Stephen Field’s grave is a large monument which makes note of his service on the California Supreme Court as well as the U.S. Supreme Court, where he was the longest serving justice (until William O. Douglas). Field is buried with his wife Sue Virginia Field (who was twenty years his junior) and with a Mrs. Sarah H. Swearingen (just like in Deadwood) who I can only assume was Field’s daughter (?) and by several Smiths. Their connection to Field I don’t know.
(More below the fold...)
Here lies Stephen J. Field, perhaps the most influential Supreme Court Justice with the exception of John Marshall and Oliver Wendell Holmes; the first Californian on the Supreme Court; author of the great dissent in the Slaughter House Cases and Munn v. Illinois; author of Pennoyer v. Neff and Dent v. West Virginia; the man who, at the cutting edge of legal theory, pioneered recognizing corporations as “persons” under the Fourteenth Amendment and consistently defended the rights of the persecuted Chinese in California; the only Supreme Court Justice ever arrested for murder.

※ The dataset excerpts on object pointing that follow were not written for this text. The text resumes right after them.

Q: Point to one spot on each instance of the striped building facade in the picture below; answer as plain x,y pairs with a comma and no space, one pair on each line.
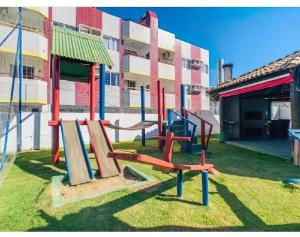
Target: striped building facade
141,52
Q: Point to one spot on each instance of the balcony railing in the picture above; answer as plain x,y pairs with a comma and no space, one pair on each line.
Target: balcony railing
136,64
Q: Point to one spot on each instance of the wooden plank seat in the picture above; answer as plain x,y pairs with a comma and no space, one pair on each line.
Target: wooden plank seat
149,160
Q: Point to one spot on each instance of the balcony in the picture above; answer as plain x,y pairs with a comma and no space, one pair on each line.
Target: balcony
135,32
132,98
34,44
166,40
136,65
166,71
170,101
34,91
33,18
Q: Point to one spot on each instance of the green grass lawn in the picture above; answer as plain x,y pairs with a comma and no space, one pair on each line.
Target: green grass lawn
247,195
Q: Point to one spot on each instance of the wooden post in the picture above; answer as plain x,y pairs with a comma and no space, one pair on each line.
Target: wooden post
168,147
55,108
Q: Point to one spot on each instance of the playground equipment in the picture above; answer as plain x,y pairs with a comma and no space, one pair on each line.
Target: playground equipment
295,135
77,162
78,167
17,72
184,126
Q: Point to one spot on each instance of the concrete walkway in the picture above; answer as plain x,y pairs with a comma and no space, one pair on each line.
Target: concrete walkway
276,147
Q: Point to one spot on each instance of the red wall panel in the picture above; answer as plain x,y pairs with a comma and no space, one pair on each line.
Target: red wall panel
196,79
178,73
92,17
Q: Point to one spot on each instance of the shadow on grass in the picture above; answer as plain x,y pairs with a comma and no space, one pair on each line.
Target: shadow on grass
102,218
39,164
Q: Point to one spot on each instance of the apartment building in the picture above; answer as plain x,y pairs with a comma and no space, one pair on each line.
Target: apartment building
141,52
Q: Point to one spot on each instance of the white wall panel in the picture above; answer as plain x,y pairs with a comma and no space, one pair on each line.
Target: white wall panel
34,44
185,50
65,15
110,25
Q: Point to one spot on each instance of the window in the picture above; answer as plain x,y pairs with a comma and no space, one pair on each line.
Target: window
112,79
111,43
65,25
107,78
115,79
131,85
28,72
204,68
186,63
89,30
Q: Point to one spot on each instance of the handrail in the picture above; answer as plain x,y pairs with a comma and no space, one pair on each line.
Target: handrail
203,121
185,120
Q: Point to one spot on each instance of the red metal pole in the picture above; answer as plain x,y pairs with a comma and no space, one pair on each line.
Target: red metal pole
163,103
203,135
55,109
92,92
159,109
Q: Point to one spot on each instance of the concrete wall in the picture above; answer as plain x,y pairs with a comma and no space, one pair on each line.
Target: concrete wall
65,15
37,133
34,44
231,113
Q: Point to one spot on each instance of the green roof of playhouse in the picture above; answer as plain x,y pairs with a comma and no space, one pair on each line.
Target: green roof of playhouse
76,45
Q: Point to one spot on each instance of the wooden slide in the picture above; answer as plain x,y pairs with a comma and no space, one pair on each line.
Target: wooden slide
78,166
102,146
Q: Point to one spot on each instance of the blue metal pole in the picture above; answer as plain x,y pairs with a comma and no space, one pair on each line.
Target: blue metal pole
7,125
169,117
182,99
205,194
143,114
102,92
179,184
20,79
8,35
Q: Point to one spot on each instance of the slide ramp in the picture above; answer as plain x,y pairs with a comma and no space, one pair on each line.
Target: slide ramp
107,167
78,166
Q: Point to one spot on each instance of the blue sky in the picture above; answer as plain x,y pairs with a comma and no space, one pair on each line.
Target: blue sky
246,37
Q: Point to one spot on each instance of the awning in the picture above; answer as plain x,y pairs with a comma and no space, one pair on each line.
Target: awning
79,46
277,81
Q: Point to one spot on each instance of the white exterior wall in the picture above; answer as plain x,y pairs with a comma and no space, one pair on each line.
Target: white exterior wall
186,76
110,25
30,134
170,101
166,40
205,80
185,50
112,96
34,44
135,98
67,92
166,71
136,65
134,31
33,91
65,15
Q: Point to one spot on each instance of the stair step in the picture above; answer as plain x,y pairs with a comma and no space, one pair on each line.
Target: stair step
178,122
196,147
177,127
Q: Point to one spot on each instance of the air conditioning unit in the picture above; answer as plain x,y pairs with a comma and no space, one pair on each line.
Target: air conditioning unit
196,63
194,90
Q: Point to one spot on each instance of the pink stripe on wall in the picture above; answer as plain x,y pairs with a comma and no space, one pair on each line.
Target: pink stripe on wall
48,33
153,57
178,73
121,53
92,17
195,79
89,16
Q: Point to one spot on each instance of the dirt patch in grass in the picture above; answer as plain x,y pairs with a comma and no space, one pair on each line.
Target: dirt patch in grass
126,178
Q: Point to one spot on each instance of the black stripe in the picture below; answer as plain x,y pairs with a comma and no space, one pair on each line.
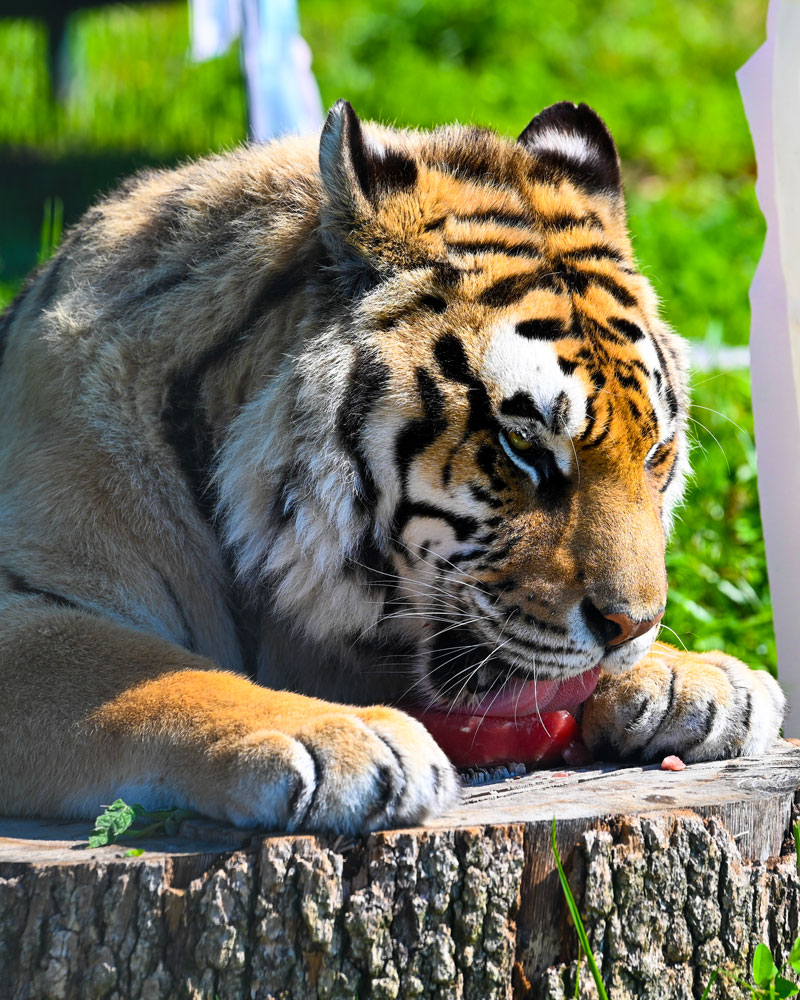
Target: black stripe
629,330
433,302
597,251
669,392
486,460
605,281
511,219
599,439
419,434
20,585
369,379
521,404
484,496
454,365
564,221
509,290
495,247
463,527
542,329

Most infuriatingly, Field is buried right next to Chief Justice Harlan Fiske Stone—one of the fathers of rational basis scrutiny and one of the leaders of the effort to undo Field’s jurisprudential legacy. I think it’s fair to say that this is not only ironic, but that Field has probably been spinning in his grave for decades now. (Stone’s son and daughter-in-law are buried next to him; his daughter-in-law died in 2001 at the age of 99.)
(This photo shows Stone and his wife in the foreground, with Field's monument in the distance.)
Also at Rock Creek is the great dissenter, John Marshall Harlan, whose stone is quite lovely—very stylish for 1911. Here is the lone dissenter in Plessy v. Ferguson; the man who, though he grew up a slave owner, was the author of the phrase “colorblind constitution”; the man whose lone dissent in The Civil Rights Cases led Frederick Douglass to urge him to run for president; the man whose defense of blacks was so notorious that a lynch mob in Tennessee once murdered a black defendant and pinned a note to his breast reading “Justice Harlan, come get your nigger.”
(Click here for a larger photo.)
Finally there’s Justice Willis Van Devanter, one of the great “Four Horsemen,” who dissented in the New Deal cases of the 1930s (Van Devanter wrote the dissent in Jones & Laughlin Steel), and whose grave says only his name, without mentioning his 27 years of service on the United States Supreme Court.